If Michigan is to get through the first three games with victories, the schedule eases up with an away game at Rutgers before playing Michigan State at The Big House.
There’s another tough three game stretch after facing Rutgers and MSU
After the matchups mentioned above, Michigan faces Indiana and Ohio State on the road, followed by a home game versus Wisconsin. Fans or likely no fans at all in the stands this year, a road game is still a road trip. Road trips can be tiring, especially if it’s a bus ride, and there’s still a level of home-field advantage for the home teams because of their comfort level playing in their own stadium and town.

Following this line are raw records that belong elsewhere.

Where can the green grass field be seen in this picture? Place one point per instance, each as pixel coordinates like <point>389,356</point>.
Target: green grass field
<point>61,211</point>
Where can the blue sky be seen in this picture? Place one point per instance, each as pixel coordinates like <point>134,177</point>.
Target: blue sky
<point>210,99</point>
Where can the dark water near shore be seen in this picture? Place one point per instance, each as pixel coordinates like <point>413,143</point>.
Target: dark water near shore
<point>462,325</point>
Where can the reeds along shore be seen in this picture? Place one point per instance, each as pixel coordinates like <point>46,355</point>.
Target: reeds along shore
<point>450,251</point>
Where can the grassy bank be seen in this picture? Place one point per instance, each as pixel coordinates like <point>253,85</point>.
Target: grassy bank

(Game 6) Indiana plays a lot of teams tough in the conference, and plays Michigan especially tough when UM travels to Bloomington. (Game 7) Ohio State is Ohio State and is always the toughest game on the schedule. Whether Michigan beats the Buckeyes, or loses, they’ll be a bit battered and bruised heading into another physical game against (Game 8) Wisconsin. This three game stretch represents a massive amount of physicality that will be inflicted upon Michigan, the question is can Michigan endure it? Indiana, Ohio State, and Wisconsin are some of the most hard-nosed teams in the conference and are coached to hit hard and not let up.
After this three-game stretch Michigan finishes the season against Maryland and Northwestern, a more manageable two games on paper.
A new schedule, a couple different back-to-back-to-back rough stretches, but what remains the same is Michigan’s going to be ready to play those games or they’re not. How tough the games are coincide with the abilities of the Michigan players and their preparedness, both mentally and physically. Some games in the Big Ten feel more like bare-knuckle brawls, and it’s just about surviving while landing more punches than the talented opposition lands on them.